Si no he puesto anuncios en mi blog (y reflexioné sobre ello recientemente, al rellenar una encuesta sobre usuarios de blogs) es porque no tengo tráfico suficiente como para que un anuncio produzca una cantidad de dinero capaz de minar mis reparos morales (que nunca son definitivos: como dijo Groucho, «soy un hombre de principios, si no le gustan estos, tengo otros»).

Y si no me anuncio en otros blogs es porque tráfico, lo que se dice tráfico, tengo bastante: lo que me falta, y eso no se consigue con anuncios, es que ese tráfico se detenga en mi blog: que las vistas de página se transformen en visitas largas. No quiero ser como la gasolinera por la que pasan todos los coches, sino como el restaurante en que se detienen largo rato los camioneros.
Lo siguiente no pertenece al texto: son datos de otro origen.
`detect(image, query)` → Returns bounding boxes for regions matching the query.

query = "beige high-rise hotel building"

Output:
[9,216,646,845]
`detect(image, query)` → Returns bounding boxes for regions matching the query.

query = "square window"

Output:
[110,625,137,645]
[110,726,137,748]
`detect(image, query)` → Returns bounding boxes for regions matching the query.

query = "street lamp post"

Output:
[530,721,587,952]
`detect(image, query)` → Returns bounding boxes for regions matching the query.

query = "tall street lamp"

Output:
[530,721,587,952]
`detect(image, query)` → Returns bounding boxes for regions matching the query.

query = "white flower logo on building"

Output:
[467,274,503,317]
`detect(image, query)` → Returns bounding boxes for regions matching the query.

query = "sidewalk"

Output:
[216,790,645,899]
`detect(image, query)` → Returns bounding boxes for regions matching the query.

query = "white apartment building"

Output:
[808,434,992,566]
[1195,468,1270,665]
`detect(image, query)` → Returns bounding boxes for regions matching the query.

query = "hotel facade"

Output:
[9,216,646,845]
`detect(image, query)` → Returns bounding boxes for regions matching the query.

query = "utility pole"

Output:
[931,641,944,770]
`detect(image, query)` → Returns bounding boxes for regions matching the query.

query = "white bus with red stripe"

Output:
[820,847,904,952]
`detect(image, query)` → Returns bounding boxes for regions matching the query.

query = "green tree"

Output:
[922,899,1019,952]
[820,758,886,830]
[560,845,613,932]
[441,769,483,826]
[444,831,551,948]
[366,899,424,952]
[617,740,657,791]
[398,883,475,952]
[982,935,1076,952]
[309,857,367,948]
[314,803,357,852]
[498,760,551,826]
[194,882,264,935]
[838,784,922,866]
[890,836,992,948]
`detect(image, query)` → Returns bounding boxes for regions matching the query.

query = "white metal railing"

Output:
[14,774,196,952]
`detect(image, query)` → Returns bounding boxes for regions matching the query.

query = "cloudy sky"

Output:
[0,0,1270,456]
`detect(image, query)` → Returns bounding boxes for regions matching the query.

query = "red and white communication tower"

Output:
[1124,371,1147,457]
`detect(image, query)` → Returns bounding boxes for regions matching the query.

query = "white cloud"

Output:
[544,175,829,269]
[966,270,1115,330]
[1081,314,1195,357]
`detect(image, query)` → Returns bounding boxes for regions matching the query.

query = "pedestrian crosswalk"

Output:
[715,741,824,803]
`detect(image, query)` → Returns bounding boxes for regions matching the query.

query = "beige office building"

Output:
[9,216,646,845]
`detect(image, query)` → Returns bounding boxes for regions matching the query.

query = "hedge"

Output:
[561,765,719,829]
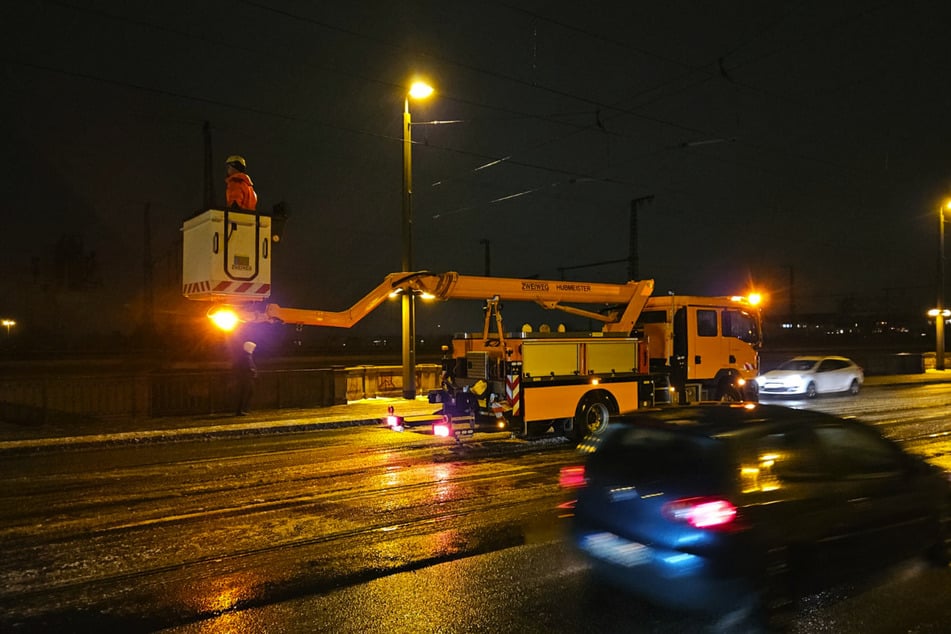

Lo que nunca me había planteado es la indefensión en que se encuentra el anunciante frente a la empresa anunciadora. Y es eso de lo que trata un artículo (en inglés) de Benjamin Edelman, experto en publicidad en internet, llamado Towards a Bill of Rights for Online Advertisers (el artículo, todo hay que decirlo, lo hubiera pasado por alto si no fuera porque Edelman ha vuelto momentáneamente a las notificaciones por email, llegando así a los que, como yo, somos perezosos a la hora de emplear el RSS).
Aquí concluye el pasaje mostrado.